May 17, 2021 Spark Programming guide
Parquet is a columnar format that can be supported by many other data processing systems. Spark SQL provides the ability to read and write Parquet files that automatically preserve the pattern of the original data.
// sqlContext from the previous example is used in this example.

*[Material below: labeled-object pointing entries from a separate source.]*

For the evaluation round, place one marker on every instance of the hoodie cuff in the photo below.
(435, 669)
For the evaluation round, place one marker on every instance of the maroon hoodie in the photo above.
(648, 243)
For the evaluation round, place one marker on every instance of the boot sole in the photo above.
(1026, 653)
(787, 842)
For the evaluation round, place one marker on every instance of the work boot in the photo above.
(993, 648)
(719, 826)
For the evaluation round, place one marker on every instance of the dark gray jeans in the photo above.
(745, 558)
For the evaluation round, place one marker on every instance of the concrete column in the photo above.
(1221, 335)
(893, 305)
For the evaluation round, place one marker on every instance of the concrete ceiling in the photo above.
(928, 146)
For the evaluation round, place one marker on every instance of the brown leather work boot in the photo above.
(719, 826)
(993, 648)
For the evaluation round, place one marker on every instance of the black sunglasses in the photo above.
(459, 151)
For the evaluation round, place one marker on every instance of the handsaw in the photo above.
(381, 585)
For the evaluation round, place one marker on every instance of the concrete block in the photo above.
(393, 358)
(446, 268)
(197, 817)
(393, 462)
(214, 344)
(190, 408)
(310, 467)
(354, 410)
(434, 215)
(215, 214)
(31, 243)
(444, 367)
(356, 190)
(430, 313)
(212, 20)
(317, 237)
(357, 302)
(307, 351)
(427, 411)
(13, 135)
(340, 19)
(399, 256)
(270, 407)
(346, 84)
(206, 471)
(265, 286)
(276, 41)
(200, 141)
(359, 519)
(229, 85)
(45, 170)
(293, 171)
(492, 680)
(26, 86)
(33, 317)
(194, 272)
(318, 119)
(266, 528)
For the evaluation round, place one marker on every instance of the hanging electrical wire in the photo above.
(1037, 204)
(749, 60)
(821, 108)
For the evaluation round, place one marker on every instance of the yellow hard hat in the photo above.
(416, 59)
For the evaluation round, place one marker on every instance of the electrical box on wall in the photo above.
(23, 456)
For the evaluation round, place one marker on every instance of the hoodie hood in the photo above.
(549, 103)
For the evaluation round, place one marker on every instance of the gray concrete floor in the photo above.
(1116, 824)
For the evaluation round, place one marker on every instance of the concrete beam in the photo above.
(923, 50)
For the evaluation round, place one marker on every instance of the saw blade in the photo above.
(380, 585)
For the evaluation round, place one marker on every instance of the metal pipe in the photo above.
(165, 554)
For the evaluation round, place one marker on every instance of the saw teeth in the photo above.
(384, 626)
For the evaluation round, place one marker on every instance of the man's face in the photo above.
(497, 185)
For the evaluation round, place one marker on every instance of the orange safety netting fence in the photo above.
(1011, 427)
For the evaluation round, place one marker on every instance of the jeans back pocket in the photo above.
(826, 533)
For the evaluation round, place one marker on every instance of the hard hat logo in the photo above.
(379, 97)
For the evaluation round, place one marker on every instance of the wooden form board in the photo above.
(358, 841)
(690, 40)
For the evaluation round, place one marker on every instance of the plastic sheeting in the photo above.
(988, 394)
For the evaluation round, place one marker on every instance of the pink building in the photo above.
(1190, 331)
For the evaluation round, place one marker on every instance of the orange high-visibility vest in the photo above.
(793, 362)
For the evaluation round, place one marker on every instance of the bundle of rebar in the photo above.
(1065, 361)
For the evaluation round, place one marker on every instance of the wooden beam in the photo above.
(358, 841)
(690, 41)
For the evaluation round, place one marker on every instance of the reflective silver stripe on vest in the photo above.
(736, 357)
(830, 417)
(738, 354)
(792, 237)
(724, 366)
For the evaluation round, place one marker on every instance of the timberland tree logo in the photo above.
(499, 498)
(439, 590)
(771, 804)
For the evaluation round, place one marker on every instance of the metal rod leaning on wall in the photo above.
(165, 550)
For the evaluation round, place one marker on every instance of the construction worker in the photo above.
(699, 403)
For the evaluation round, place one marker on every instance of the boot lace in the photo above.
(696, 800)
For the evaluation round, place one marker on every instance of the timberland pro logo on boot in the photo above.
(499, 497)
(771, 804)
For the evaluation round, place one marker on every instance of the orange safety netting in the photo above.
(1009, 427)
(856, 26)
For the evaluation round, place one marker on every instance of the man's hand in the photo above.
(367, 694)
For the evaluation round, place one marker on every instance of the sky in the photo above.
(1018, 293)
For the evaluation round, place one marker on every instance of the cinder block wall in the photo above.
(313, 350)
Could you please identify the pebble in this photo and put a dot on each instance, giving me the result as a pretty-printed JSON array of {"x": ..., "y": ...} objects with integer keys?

// createSchemaRDD is used to implicitly convert an RDD to a SchemaRDD.
import sqlContext.createSchemaRDD
val people: RDD[Person] = ... // An RDD of case class objects, from the previous example.
// The RDD is implicitly converted to a SchemaRDD by createSchemaRDD, allowing it to be stored using Parquet.
people.saveAsParquetFile("people.parquet")
// Read in the parquet file created above. Parquet files are self-describing so the schema is preserved.
// The result of loading a Parquet file is also a SchemaRDD.
val parquetFile = sqlContext.parquetFile("people.parquet")
//Parquet files can also be registered as tables and then used in SQL statements.
parquetFile.registerTempTable("parquetFile")
val teenagers = sqlContext.sql("SELECT name FROM parquetFile WHERE age >= 13 AND age <= 19")
teenagers.map(t => "Name: " + t(0)).collect().foreach(println)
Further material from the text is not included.